The report further found that 6 out of 10 adolescents (15 – 19 years) across the country did not use any birth control method during their last sexual intercourse and only 14 per cent are using modern contraceptives.
From the PMA data, four out of 10 adolescents were getting over-the-counter contraceptives from pharmacies, 24 per cent from dispensaries and 21 per cent from public health centres while the rest got from private facilities.
The PMA data was from 11 sample counties across the country namely: West Pokoto, Nairobi, Kakamega, Kilifi, Kiambu, Nandi, Siaya, Bungoma, Kericho, Kitui and Nyamira.
According to Kakamega County Health Reproductive Officer, Amelda Barasa the 2021 PMA data for Kakamega showed that a total of 558 young girls aged between 10-13 years got pregnant in 2021, while out of all the 474,000 pregnancies recorded in 2021, at least 25 per cent of the women were aged between 14-19 years.
National Council for Population and Development (NCPD) 2021 report reveals that one in every four girls in the country aged between 10-19 years was either pregnant or had given birth to a first child.
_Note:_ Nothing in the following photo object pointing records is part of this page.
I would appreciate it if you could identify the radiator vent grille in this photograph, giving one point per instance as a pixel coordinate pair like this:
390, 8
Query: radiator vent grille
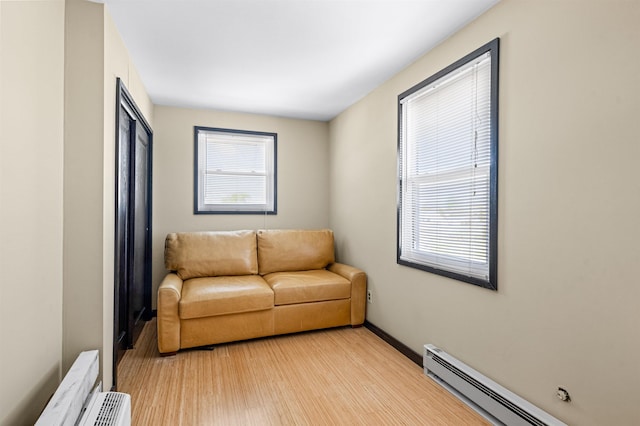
487, 391
489, 398
110, 410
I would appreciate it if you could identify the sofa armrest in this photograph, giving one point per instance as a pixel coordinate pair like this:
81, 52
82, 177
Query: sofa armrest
358, 279
169, 294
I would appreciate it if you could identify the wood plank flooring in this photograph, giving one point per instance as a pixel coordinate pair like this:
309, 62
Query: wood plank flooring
341, 376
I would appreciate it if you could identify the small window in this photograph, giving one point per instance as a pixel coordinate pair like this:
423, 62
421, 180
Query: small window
448, 157
235, 171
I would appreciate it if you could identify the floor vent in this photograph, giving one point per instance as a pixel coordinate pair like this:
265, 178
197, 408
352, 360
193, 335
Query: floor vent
496, 403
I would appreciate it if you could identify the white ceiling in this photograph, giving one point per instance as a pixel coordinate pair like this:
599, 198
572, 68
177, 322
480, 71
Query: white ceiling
294, 58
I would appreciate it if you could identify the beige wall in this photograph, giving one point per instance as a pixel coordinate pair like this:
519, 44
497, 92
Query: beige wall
303, 181
31, 207
566, 310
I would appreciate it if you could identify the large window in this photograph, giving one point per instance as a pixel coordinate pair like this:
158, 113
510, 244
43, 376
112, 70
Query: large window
235, 171
448, 158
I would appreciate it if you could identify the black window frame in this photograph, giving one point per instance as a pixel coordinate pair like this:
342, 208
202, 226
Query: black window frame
492, 280
196, 176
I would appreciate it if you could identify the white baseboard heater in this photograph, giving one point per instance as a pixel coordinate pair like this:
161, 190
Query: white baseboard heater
79, 402
494, 402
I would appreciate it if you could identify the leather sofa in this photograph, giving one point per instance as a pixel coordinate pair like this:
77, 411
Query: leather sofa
237, 285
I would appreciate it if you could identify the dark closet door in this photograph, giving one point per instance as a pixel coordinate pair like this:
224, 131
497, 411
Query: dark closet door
132, 286
138, 309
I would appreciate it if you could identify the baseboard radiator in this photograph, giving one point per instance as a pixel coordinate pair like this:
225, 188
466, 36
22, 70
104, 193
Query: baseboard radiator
494, 402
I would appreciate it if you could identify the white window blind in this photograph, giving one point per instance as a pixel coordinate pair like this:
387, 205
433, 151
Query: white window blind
445, 173
235, 172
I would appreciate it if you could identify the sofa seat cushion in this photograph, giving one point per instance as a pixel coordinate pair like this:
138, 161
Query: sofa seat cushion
211, 254
307, 286
206, 297
285, 250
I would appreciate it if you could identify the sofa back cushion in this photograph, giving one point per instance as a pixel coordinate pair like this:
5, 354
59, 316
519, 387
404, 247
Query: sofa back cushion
211, 254
294, 250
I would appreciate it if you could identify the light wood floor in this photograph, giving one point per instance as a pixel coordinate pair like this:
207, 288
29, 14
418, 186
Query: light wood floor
340, 376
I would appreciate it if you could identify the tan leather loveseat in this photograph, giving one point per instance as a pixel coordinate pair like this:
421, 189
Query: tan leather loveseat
227, 286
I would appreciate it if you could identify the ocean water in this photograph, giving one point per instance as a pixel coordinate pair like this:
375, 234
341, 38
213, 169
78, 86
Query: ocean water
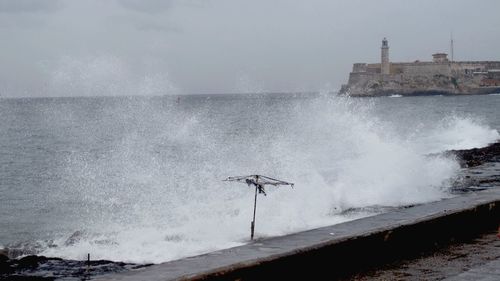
139, 179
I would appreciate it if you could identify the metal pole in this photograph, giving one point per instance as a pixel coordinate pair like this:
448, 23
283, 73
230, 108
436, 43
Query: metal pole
254, 208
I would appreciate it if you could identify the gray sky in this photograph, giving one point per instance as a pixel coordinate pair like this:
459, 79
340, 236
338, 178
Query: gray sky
115, 47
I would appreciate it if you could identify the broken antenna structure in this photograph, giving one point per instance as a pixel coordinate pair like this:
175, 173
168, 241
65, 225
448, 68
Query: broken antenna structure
259, 182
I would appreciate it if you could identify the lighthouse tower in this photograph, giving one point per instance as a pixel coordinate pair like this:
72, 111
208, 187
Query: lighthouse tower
384, 66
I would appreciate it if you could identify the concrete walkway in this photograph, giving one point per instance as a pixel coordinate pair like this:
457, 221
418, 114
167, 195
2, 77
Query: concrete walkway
347, 247
477, 259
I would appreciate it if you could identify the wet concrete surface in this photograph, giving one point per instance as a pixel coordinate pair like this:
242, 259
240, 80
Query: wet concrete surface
348, 247
476, 259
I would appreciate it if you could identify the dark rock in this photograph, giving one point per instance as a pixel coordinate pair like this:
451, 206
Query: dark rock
478, 156
5, 265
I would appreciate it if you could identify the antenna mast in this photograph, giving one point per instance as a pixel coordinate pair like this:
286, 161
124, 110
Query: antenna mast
451, 46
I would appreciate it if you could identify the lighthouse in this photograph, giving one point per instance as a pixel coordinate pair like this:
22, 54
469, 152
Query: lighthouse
384, 66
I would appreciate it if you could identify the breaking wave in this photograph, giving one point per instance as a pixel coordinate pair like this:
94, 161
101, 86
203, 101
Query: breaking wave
152, 190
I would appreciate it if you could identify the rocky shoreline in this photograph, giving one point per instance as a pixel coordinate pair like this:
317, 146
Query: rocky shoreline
33, 267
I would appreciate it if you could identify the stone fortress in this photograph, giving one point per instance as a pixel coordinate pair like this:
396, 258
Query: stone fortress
439, 76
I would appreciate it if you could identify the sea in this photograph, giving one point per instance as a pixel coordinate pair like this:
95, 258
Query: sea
141, 179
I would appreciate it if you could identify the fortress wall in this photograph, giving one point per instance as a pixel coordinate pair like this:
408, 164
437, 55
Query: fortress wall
373, 67
418, 69
359, 67
361, 77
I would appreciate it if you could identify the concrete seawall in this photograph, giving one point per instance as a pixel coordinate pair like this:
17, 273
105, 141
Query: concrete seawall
339, 250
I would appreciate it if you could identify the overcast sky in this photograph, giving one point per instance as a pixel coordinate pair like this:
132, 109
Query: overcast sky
156, 47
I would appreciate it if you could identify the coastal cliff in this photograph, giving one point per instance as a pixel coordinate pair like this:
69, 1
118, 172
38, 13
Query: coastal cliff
439, 76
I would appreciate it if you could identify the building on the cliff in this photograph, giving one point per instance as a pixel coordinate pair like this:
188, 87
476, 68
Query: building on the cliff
439, 76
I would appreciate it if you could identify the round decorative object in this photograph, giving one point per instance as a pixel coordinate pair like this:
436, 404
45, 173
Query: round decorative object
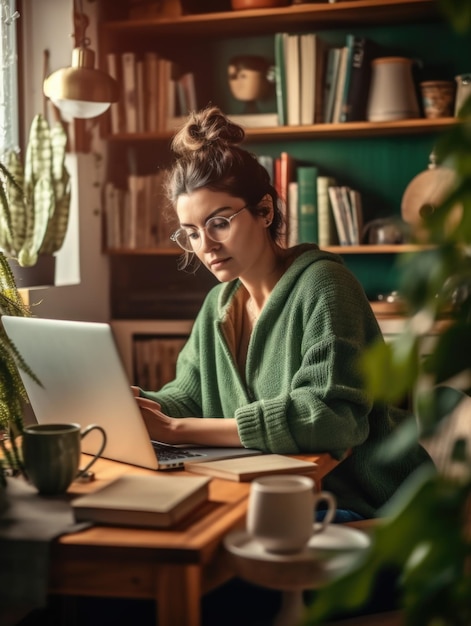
326, 555
438, 97
424, 194
392, 94
240, 5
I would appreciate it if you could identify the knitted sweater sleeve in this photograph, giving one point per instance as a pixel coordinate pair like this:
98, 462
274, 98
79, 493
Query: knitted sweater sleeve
320, 404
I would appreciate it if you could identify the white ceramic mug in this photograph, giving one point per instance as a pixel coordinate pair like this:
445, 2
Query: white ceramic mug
281, 512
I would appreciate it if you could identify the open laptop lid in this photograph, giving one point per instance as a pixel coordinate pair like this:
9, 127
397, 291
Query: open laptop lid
85, 382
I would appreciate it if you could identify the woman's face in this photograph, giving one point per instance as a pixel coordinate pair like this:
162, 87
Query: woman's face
247, 238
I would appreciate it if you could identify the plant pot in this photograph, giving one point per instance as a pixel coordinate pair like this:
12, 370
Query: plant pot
40, 275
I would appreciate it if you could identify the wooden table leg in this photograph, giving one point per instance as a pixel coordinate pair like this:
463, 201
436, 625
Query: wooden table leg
178, 595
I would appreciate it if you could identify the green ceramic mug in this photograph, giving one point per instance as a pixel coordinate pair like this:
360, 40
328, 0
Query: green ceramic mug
51, 454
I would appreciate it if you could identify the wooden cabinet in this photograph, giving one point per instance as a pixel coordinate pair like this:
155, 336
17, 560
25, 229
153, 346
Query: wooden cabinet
379, 159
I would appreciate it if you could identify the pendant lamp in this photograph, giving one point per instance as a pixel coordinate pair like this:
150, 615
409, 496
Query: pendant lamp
81, 91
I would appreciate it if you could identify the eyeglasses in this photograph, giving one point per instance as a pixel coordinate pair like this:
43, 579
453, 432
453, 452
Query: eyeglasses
217, 228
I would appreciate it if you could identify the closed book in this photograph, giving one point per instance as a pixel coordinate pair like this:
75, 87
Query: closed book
349, 43
364, 51
280, 76
330, 84
293, 80
151, 91
139, 500
292, 213
116, 108
248, 468
307, 77
339, 216
340, 86
307, 204
327, 231
347, 209
287, 172
128, 60
357, 214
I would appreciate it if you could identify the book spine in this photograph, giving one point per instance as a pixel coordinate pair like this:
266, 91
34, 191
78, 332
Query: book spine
347, 210
293, 91
151, 73
280, 76
331, 79
116, 107
307, 77
287, 173
293, 213
335, 200
357, 98
128, 60
307, 204
339, 87
349, 43
321, 49
326, 223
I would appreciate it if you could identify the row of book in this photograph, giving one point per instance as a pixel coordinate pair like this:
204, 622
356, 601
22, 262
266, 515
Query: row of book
155, 93
136, 217
320, 83
316, 208
155, 360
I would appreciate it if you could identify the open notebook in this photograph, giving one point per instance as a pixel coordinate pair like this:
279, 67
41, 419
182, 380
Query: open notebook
84, 381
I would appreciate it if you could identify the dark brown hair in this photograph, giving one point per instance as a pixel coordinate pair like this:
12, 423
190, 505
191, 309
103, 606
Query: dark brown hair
209, 157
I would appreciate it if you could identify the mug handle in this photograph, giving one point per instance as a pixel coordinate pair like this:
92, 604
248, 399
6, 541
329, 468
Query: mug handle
329, 498
84, 433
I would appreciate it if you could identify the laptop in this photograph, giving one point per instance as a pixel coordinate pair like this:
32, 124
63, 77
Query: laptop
84, 381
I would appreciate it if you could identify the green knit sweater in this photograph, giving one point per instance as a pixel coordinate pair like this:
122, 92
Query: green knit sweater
304, 391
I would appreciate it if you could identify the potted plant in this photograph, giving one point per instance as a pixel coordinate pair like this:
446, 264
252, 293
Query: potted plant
422, 537
12, 393
34, 219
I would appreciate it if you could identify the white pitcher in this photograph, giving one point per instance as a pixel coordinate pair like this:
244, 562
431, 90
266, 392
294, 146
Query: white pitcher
392, 94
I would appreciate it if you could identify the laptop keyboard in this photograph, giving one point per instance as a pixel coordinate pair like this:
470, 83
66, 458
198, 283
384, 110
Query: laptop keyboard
167, 453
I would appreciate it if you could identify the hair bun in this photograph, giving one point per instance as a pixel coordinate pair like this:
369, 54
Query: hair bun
205, 130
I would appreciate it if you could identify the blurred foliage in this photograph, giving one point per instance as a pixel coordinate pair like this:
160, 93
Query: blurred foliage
420, 533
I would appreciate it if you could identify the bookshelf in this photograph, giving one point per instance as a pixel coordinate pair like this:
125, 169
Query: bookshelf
378, 158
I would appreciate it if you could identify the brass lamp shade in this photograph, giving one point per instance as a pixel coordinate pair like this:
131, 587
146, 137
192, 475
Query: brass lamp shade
81, 90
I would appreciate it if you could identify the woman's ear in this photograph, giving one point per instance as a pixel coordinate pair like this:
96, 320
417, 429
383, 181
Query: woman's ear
266, 209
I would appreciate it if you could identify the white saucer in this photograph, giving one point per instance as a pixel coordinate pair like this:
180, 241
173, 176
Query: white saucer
326, 555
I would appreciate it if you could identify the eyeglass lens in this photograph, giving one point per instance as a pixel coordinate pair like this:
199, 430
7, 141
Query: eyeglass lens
217, 229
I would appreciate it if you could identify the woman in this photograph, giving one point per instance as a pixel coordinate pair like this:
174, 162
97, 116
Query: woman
272, 360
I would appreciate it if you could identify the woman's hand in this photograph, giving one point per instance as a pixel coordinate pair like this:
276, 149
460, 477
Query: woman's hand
186, 430
161, 427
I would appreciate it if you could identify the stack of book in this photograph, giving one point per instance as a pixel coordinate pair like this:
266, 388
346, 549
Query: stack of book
155, 93
316, 209
347, 79
300, 74
317, 82
135, 217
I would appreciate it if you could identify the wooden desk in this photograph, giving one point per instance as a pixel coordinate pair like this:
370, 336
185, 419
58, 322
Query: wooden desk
143, 563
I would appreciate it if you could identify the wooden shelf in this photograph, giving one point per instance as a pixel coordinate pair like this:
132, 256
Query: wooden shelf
376, 249
362, 249
257, 21
321, 131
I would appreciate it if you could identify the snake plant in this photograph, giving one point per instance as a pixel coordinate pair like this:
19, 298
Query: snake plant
34, 210
12, 392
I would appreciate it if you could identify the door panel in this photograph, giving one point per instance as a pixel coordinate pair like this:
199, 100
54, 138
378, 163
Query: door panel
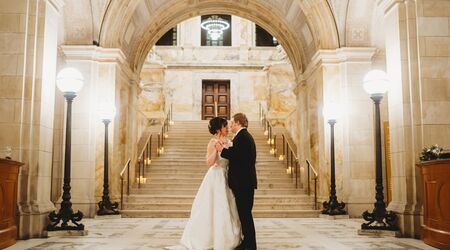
215, 98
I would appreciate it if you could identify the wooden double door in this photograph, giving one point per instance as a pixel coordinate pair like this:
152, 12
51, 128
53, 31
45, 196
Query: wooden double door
215, 99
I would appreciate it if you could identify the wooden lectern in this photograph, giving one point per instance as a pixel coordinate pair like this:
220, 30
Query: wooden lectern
9, 171
436, 203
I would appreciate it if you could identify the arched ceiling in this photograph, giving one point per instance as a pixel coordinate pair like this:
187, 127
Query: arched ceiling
301, 26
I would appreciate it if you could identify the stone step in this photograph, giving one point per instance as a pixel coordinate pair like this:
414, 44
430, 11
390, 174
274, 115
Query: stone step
177, 185
202, 164
201, 159
185, 175
187, 206
194, 191
259, 198
186, 213
177, 179
172, 171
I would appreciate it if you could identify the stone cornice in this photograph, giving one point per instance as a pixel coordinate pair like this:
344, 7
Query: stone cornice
338, 56
57, 4
215, 66
386, 5
99, 54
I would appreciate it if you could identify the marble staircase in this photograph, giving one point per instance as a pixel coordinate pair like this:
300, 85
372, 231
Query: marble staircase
174, 177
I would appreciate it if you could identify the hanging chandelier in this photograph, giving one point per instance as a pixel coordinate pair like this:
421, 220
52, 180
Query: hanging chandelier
215, 26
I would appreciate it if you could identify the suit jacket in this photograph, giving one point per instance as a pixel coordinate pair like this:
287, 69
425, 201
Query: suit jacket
242, 159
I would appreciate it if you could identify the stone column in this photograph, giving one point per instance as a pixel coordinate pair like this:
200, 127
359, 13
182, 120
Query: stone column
337, 76
417, 54
107, 79
28, 55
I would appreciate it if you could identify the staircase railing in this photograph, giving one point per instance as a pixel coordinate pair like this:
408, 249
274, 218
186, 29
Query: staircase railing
145, 155
316, 175
125, 168
288, 155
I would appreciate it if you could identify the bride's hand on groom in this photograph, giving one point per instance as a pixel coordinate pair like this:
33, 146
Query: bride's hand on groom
219, 146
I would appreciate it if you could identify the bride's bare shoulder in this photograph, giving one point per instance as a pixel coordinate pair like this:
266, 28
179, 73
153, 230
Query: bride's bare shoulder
212, 141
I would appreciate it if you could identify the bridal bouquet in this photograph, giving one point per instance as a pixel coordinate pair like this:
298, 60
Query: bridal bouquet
431, 153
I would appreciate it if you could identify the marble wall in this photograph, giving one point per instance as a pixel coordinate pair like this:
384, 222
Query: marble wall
173, 75
417, 42
28, 52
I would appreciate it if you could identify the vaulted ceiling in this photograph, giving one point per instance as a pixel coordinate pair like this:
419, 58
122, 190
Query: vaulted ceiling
301, 26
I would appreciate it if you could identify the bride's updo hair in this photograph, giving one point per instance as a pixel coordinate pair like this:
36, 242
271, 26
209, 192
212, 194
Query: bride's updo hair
216, 123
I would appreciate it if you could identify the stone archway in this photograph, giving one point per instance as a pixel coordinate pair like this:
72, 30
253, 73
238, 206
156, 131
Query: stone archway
302, 27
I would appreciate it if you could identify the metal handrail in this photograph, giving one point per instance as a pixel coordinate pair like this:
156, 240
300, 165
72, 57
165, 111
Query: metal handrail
316, 175
292, 161
126, 167
145, 155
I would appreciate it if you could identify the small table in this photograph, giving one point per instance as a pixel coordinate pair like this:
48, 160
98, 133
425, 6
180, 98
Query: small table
9, 171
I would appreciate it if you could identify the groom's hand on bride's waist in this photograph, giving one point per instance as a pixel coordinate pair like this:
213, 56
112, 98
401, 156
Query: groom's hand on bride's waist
219, 147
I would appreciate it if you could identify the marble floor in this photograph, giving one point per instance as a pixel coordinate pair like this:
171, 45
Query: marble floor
304, 233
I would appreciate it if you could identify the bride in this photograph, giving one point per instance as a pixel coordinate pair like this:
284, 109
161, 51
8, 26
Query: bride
214, 222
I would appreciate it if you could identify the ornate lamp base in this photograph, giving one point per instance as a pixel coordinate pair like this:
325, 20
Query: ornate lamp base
380, 220
108, 208
65, 216
333, 208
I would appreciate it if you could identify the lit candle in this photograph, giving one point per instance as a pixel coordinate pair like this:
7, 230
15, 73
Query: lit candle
289, 170
141, 179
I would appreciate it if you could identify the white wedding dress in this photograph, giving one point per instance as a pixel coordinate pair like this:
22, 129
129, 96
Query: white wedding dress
214, 222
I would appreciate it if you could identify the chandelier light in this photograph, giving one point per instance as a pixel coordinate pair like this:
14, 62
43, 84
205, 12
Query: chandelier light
215, 26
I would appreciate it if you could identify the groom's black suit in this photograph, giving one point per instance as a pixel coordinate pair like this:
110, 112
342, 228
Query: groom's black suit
242, 180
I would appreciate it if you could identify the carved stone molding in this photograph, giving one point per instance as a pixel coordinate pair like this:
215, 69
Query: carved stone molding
387, 5
99, 54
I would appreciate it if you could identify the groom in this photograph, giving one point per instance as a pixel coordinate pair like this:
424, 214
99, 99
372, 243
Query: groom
242, 176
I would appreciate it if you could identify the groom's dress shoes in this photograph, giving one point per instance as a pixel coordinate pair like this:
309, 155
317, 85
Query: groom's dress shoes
241, 246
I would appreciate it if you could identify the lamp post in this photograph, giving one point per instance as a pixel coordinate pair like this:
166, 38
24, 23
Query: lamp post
376, 83
107, 113
332, 206
69, 81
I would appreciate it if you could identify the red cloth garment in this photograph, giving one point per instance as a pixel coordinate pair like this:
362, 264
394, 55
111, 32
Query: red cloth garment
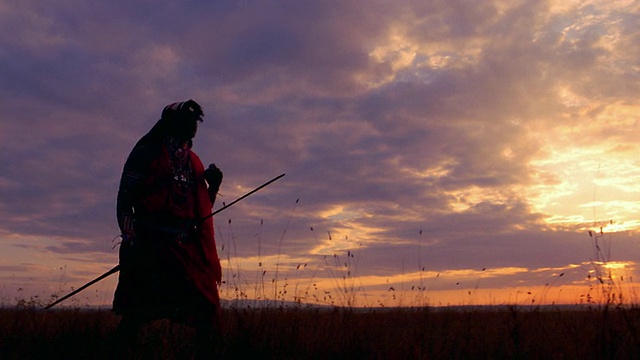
172, 268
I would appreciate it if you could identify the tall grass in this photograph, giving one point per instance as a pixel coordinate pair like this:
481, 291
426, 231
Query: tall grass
338, 333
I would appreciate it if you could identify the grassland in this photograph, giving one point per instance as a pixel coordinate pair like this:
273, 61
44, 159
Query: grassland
340, 333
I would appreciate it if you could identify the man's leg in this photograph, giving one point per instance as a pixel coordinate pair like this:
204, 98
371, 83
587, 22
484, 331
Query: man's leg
208, 334
126, 335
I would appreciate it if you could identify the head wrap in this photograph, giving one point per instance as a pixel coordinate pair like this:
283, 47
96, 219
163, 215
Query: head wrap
184, 109
170, 114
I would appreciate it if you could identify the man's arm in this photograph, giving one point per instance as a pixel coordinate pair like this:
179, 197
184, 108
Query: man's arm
131, 184
213, 175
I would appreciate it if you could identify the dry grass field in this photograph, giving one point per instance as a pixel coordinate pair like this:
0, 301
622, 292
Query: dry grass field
340, 333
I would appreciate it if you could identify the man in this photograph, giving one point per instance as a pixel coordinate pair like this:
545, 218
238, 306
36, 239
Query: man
169, 265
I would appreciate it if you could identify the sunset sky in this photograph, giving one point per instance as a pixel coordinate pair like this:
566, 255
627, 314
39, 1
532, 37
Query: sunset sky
435, 152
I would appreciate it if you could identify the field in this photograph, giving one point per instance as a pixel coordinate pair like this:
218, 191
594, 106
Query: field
340, 333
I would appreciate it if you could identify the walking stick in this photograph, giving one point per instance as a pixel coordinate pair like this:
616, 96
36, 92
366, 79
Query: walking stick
116, 268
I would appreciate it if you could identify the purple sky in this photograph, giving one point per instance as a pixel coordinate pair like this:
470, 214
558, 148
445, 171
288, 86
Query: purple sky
461, 148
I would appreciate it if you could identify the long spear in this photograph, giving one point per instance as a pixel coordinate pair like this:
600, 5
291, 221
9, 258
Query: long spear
116, 268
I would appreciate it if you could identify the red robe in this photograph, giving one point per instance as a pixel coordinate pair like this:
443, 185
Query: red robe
173, 270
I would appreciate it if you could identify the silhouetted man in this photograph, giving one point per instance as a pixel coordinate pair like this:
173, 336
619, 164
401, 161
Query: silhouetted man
169, 265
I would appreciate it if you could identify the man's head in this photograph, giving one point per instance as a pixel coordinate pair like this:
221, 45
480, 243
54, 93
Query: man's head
182, 119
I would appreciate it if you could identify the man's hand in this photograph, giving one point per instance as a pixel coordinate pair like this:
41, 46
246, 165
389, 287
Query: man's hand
213, 175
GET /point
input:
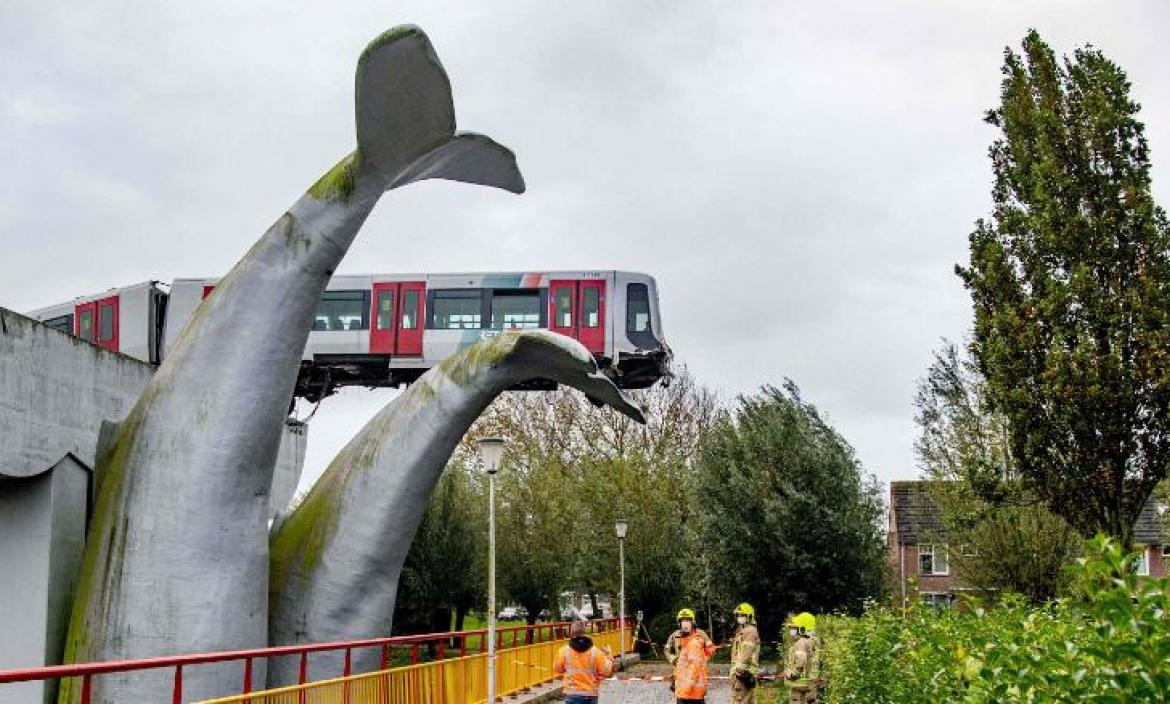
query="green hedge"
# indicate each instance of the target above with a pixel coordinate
(1108, 641)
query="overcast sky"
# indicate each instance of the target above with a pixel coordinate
(800, 178)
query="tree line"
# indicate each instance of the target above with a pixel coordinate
(1052, 421)
(759, 501)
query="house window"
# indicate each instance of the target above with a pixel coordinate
(933, 559)
(1142, 563)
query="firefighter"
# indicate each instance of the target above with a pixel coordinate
(744, 656)
(583, 665)
(802, 668)
(687, 649)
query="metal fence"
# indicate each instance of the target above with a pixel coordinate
(456, 681)
(397, 648)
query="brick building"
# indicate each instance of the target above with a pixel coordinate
(920, 554)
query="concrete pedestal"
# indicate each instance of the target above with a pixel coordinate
(42, 536)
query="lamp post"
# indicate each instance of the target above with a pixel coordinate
(490, 450)
(620, 526)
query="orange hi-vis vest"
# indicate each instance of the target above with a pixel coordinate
(690, 668)
(583, 671)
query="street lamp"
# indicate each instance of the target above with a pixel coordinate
(620, 526)
(490, 450)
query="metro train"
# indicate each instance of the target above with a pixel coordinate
(387, 329)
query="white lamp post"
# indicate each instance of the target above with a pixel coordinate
(490, 450)
(620, 526)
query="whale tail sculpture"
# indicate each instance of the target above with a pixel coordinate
(406, 125)
(336, 559)
(177, 553)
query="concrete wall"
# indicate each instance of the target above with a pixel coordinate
(55, 392)
(42, 537)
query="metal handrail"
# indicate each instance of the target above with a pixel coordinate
(88, 670)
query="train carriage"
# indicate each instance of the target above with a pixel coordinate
(386, 330)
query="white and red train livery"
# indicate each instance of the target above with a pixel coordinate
(387, 329)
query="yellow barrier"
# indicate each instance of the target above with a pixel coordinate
(455, 681)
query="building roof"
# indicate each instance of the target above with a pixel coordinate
(916, 518)
(1150, 528)
(915, 513)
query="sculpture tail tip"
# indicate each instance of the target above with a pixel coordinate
(406, 119)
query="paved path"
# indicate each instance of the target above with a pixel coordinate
(656, 692)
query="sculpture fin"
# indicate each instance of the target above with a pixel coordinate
(406, 119)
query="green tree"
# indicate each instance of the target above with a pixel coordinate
(444, 577)
(791, 522)
(1071, 284)
(1002, 539)
(577, 470)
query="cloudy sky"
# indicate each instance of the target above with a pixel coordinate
(800, 177)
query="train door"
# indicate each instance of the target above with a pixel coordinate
(563, 306)
(107, 324)
(591, 321)
(577, 310)
(383, 318)
(397, 318)
(410, 318)
(84, 316)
Glory Kathambi, a program officer at Sexual Reproductive Health and Rights (SRHR) Alliance Kenya, said the current Reproductive Health policy has divorced itself from reality by stating that an adolescent can only access contraceptives with the aid or consent of the parent, terming it as discriminative in nature.
“We have teenage mothers who are adolescents but have not attained the age of 18 years as the policy states, where does this young girl get contraceptives? I think as a country, we are moving away from reality, reporting high teenage pregnancies but speaking on restrictions on accessing contraceptives,” said Kathambi.
“We are running away from the fact that the young people are engaging in unsafe sex, the question should be how do we put in place policies to safeguard them.”